Notre paracha porte sur la mortalité. C’est précisément le sujet. D.ieu est éternel, nous sommes éphémères. Comme nous le disons dans la prière du Ounetane Tokef de Roch Hachana et de Yom Kippour, nous sommes “un fragment de poterie, un brin d’herbe, une fleur qui se fane, une ombre, un nuage, un souffle de vent.” Nous sommes poussière et nous revenons à la poussière, mais D.ieu est éternellement vivant.

À un certain niveau, l’épisode de Moïse au rocher est une histoire de péché et de châtiment : “Car tu n’as pas assez eu de foi en moi pour Me sanctifier… tu n’amèneras donc pas cette assemblée sur la terre que je t’ai donnée.” Nous ne sommes pas exactement certains du péché en question, ou de la raison pour laquelle il méritait une punition aussi sévère mais maintenant, au moins, nous avons une meilleure idée du domaine auquel l’histoire appartient.
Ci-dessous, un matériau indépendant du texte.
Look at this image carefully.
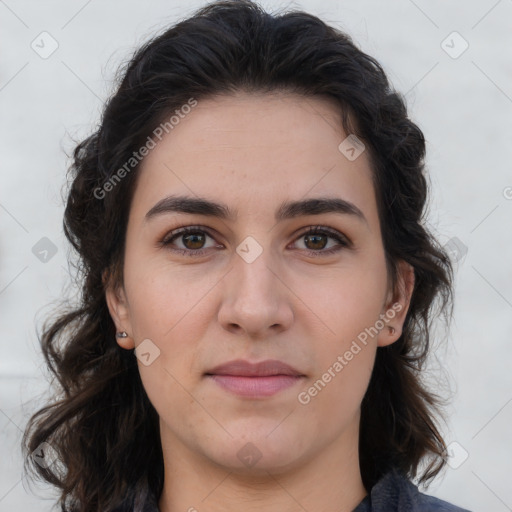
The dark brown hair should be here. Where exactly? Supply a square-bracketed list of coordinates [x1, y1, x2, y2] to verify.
[23, 1, 453, 510]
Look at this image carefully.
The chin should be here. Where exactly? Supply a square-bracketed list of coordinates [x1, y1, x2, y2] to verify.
[205, 428, 309, 475]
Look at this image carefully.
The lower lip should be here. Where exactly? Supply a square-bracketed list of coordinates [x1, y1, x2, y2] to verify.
[206, 374, 304, 397]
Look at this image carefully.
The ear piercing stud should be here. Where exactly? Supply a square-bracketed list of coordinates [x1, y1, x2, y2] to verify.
[388, 326, 395, 335]
[116, 331, 128, 338]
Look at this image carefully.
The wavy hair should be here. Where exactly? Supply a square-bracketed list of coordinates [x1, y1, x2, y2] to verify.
[23, 1, 454, 510]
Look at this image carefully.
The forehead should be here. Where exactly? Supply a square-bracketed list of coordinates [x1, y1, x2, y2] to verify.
[129, 91, 378, 226]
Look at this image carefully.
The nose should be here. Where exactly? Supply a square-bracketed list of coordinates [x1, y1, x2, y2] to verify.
[217, 244, 294, 339]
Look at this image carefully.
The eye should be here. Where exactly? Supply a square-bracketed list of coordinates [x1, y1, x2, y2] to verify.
[291, 225, 351, 256]
[159, 224, 351, 257]
[160, 226, 221, 257]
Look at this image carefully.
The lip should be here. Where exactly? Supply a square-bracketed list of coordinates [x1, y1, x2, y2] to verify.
[204, 359, 305, 398]
[205, 359, 304, 377]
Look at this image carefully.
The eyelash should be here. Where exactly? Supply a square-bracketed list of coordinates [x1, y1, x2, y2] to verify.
[159, 225, 351, 257]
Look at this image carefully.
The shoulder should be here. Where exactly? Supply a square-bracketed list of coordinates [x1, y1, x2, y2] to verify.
[353, 468, 472, 512]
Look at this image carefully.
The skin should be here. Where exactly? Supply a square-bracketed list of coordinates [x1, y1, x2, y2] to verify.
[105, 91, 414, 512]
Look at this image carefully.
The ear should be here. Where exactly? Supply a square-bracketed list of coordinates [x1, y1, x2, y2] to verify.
[377, 260, 415, 348]
[103, 269, 135, 350]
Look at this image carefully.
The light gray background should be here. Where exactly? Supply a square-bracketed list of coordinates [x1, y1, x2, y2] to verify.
[1, 1, 511, 510]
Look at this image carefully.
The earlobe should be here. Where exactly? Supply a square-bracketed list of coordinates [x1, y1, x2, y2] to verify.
[115, 330, 133, 350]
[103, 270, 135, 350]
[377, 261, 415, 348]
Cependant, il me semble qu’ ici, comme dans tant d’autres endroits dans la Torah, il y a une histoire derrière l’histoire, et il s’agit d’une histoire tout à fait différente. ‘Houkat porte sur la mort, la perte et le deuil. Myriam meurt. Aaron et Moïse se voient signifier qu’ils ne vivront pas pour pénétrer sur la Terre promise. Aaron meurt, et le peuple le pleure pendant trente jours. Ensemble, ils formèrent la meilleure équipe de leadership que le peuple juif ait jamais connu, Moïse le prophète suprême, Aaron le premier grand prêtre, et Myriam probablement la plus grande de tous.[5] Ce que la paracha nous révèle est que pour chacun d’entre nous, il y a un Jourdain que nous ne franchirons pas, une terre promise à laquelle nous n’accéderons jamais. Même les plus grands sont mortels.

C’est la raison pour laquelle notre paracha commence par le rituel de la vache rousse dont les cendres, mélangées avec la cendre de bois de cèdre, d’hysope, de laine écarlate et dissoutes dans de “l’eau vivante,” sont aspergées sur quelqu’un qui a été en contact avec un mort afin qu’il puisse entrer dans le Tabernacle.

Il s’agit d’un des principes les plus fondamentaux du judaïsme. La mort souille. Pour la plupart des religions à travers l’histoire, la vie après la mort vaut plus que la vie elle-même. C’est là où les dieux vivent, disent les Égyptiens. C’est là où nos ancêtres sont vivants, pensaient les grecs, les romains ainsi que plusieurs tribus primitives. C’est là où vous trouvez la justice, pensaient beaucoup de chrétiens. C’est là où vous trouvez le paradis, pensaient plusieurs musulmans.

La vie après la mort et la résurrection des morts sont des principes fondamentaux et non négociables de la loi juive, mais le Tanakh est visiblement silencieux à leurs égards. Il se concentre sur le fait de trouver D.ieu dans ce monde, sur cette planète, nonobstant notre mortalité. “Ce ne sont pas les morts qui loueront le Seigneur” disent les Psaumes (115:17). D.ieu se trouve dans la vie lui-même avec tous ses risques et dangers, ses pertes et ses chagrins. Nous ne sommes peut-être pas plus que “poussière et cendre” (Genèse 18:27), tel qu’Abraham l’a dit, mais la vie elle-même est un flot ininterrompu “d’eau vivante” et c’est cela que le rituel de la vache rousse symbolise.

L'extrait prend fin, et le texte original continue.